At the outbreak of WW1 nobody could foresee what a pivotal role the submarines would play in this war. The breakthrough of the German army to the English Channel coast took the Imperial Navy staff by surprise - the war was assumed to be of short duration... The Belgian ports in Flanders had been captured undamaged, and the need for a compact submarine to operate from these bases soon became apparent.
The initially fast-moving war ended in a virtual stalemate; the opposing sides dug into trenches and the German High command began to seek alternative methods to hasten the route to ultimate victory.
Germany quickly realized the strategic value of Ostend and Zeebrugge in the war of attrition; being only 75 miles away from Dover and 12 hours from the Home- submarine bases at Helgoland.
On 9 November the German submarine U12 arrived at Zeebrugge and was the fisrt to commence operations. Almost immediately it became apparent that the existing submarines were too large to operate in the shallow shoal waters of the English Channel and Southern areas of the North Sea.
The requirements were for a small coastal submarine of simple construction, which could be transported by railway in disassembled state.
Of various submitted designs, type UB l was chosen. She was 92 ft ( 28 metres) long, displacing 125 tons and powered by a 60 hp Diesel engine and 120 hp Electric motor.
Two bow 450-mm torpedo tubes and one 7.92 mm machine gun gave her offensive capability
UB-1 to UB-8 were ordered from Germaniawerft and UB·9 to UB-15 from AG Weser. Subsequently both UB-1 and UB-15 were given to the Kuk Austro-Hungarian navy.
Trials showed these boats were rather slow - surface speed was only 6 knots and 5.5 knots submerged; -- capable however of diving in 22 seconds!!
The submarines were transported to their bases in five separate sections by rail. Upon arrival at Antwerp assembly was completed within 2 weeks.
Despite their hurried design and build, in service they were successful. The main disadvantage being their diminutive size; the firing of a torpedo made the bow rise- and thereby visible to the enemy. The crew running forward to the torpedo room to compensate for the weight/balance shift negated this problem!
The boats operated in the North Sea, Baltic, Black Sea and the Mediterranean. UB-6 was the most successful; completing 60 combat cruises and sinking 15 enemy vessels as well as RN destroyer HMS Recruit.
The type numbered 20 built, and despite their diminutive size they accommodated 14 officers and men on sorties of up to 6 days
My model was built using the small resin kit by U-boat Laboratorium consisting of the hull, a resin stand and two PE frets.
A truly esoteric subject, the kit is neatly packaged with detailed historical detail notes and with the comprehensive instructions; the model was simple to build.

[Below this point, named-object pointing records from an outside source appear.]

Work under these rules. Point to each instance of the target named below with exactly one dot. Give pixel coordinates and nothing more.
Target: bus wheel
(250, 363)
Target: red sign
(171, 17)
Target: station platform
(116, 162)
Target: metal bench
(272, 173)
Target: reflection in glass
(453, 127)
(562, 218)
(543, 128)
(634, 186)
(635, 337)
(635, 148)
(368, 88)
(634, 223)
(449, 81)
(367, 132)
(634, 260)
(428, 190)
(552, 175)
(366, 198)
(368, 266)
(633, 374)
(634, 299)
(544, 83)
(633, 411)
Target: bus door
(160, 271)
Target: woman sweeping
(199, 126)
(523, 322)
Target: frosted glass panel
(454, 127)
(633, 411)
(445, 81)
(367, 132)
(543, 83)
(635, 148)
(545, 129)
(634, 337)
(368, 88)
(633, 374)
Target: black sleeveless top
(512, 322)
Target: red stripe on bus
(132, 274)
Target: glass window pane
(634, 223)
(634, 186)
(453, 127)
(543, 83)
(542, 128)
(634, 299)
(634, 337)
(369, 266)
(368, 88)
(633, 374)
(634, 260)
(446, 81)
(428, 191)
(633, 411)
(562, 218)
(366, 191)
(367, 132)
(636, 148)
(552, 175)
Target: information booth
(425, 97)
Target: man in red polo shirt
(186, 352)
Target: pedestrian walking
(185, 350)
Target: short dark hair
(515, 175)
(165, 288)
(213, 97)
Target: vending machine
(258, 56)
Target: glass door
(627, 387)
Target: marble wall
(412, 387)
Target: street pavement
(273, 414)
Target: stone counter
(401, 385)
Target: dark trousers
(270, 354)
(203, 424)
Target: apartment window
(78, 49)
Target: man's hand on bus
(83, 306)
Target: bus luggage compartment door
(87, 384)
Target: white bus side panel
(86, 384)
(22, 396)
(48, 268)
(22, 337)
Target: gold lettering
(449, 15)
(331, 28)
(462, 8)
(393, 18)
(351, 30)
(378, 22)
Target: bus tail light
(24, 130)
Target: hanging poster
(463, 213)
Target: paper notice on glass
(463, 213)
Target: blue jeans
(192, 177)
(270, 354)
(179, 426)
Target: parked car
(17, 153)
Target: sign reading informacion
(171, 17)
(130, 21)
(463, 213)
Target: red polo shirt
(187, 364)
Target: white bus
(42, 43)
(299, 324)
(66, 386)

I merely omitted the PE rigging and rails; preferring to replace these with stretched sprue.
The later boats carried some pretty outlandish colour and ‘disguise’ schemes; UB-1 however was deemed to have been painted in ‘mid’grey- so I used Humbrol 64 !
The display pedestals are brass cup bearings used in Model Railways and the submarine is mounted on a small square of black Perspex.
I added a figure to the display to permit the unfamiliar observer to appreciate just how cramped the conditions aboard must have been!!